Editorial La Jornada
Un conjunto de ataques ocurridos la noche del viernes en Iguala, Guerrero, tuvieron resultado de por lo menos seis muertos –entre ellos, tres estudiantes de la Normal Rural de Ayotzinapa Raúl Isidro Burgos–, y una veintena de heridos. Según versiones de la propia Procuraduría General de Justicia estatal, en las agresiones intervinieron elementos de la policía municipal. Diversos testimonios señalan que en los hechos también hubo personas armadas no identificadas.
Las palabras iniciales de la fiscalía local para tratar de explicar los hechos –la dependencia llegó al extremo de afirmar que los uniformados abrieron fuego cuando los normalistas tomaron autobuses para usarlos en manifestaciones, como si eso justificara los homicidios– han pasado por alto que este es el más reciente episodio de una cadena de homicidios de estudiantes, dirigentes y activistas campesinos en Guerrero, ninguno de los cuales ha sido esclarecido. Apenas el 17 de septiembre pasado, en Ometepec, fue asesinado Javier Evaristo Bautista, integrante de la agrupación Unidad Izquierda Guerrerense. Durante la administración encabezada por Ángel Aguirre Rivero, de acuerdo con datos del Centro de Derechos Humanos de la Montaña Tlachinollan, se han registrado al menos 60 agresiones o ataques contra organizaciones sociales, estudiantiles, de defensores de derechos humanos, pueblos y comunidades indígenas y campesinas, entre los que se encuentran el asesinato de Rocío Mesino Mesino, líder de la Organización Campesina de la Sierra del Sur (OCSS); el de Raymundo Velázquez Flores, líder de la Liga Agraria Revolucionaria del Sur Emiliano Zapata, y el secuestro y homicidio de Arturo Hernández Cardona, Félix Rafael Bandera Román y Ángel Román Pérez, líderes de la Unidad Popular de Iguala, por citar sólo algunos de los más relevantes.
Por lo demás, persiste aún el recuerdo del asesinato de dos estudiantes normalistas de Ayotzinapa el 12 de diciembre de 2012, a manos de efectivos policiales.
Por las características de los homicidios señalados, es claro que el fenómeno no forma parte de la continuada violencia causada por el descontrol de la delincuencia organizada en el país, la que no ha cesado en lo que va de la presente administración federal, pese a las políticas de comunicación social orientadas a minimizarla a ojos de la opinión pública.

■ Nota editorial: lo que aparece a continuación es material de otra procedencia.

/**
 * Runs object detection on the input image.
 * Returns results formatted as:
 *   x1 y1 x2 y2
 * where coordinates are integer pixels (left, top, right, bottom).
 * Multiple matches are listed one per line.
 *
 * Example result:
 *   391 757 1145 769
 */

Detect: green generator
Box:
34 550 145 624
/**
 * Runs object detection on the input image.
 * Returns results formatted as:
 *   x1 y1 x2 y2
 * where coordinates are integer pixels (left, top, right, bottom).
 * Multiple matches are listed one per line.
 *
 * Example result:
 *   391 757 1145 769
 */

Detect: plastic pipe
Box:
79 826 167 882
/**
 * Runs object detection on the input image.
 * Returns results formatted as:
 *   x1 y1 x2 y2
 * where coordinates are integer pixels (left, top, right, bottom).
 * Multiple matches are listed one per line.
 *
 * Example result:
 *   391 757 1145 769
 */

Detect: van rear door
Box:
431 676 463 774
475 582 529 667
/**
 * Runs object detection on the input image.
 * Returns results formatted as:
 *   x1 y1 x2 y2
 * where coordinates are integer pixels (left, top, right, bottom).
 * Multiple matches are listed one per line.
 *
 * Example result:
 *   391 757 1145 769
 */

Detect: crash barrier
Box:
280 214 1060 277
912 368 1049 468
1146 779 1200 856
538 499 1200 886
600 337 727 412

Da la impresión, en cambio, de que en la entidad del sur del país se desarrolla una suerte de cacería contra las expresiones de resistencia y organización estudiantil, social y popular locales. La incapacidad de las corporaciones oficiales de seguridad pública de garantizar la vida de las víctimas y el hecho de que en los asesinatos, incluso, participen policías municipales, estatales y hasta federales, obliga a preguntarse hasta qué punto esa campaña es tolerada y propiciada por el poder público.
Es previsible que los atentados mortales contra normalistas, dirigentes y activistas de tales organizaciones contribuyan a agravar la explosividad social causada por factores como la falta de empleo, la pobreza, la ausencia de servicios, la negación de derechos individuales y colectivos. Es impostergable que las autoridades federales, estatales y municipales se deslinden en forma inequívoca de esta nueva suerte de guerra sucia y empeñen su voluntad política en desactivarla y en identificar, localizar, capturar y presentar ante los tribunales a los presuntos asesinos materiales e intelectuales.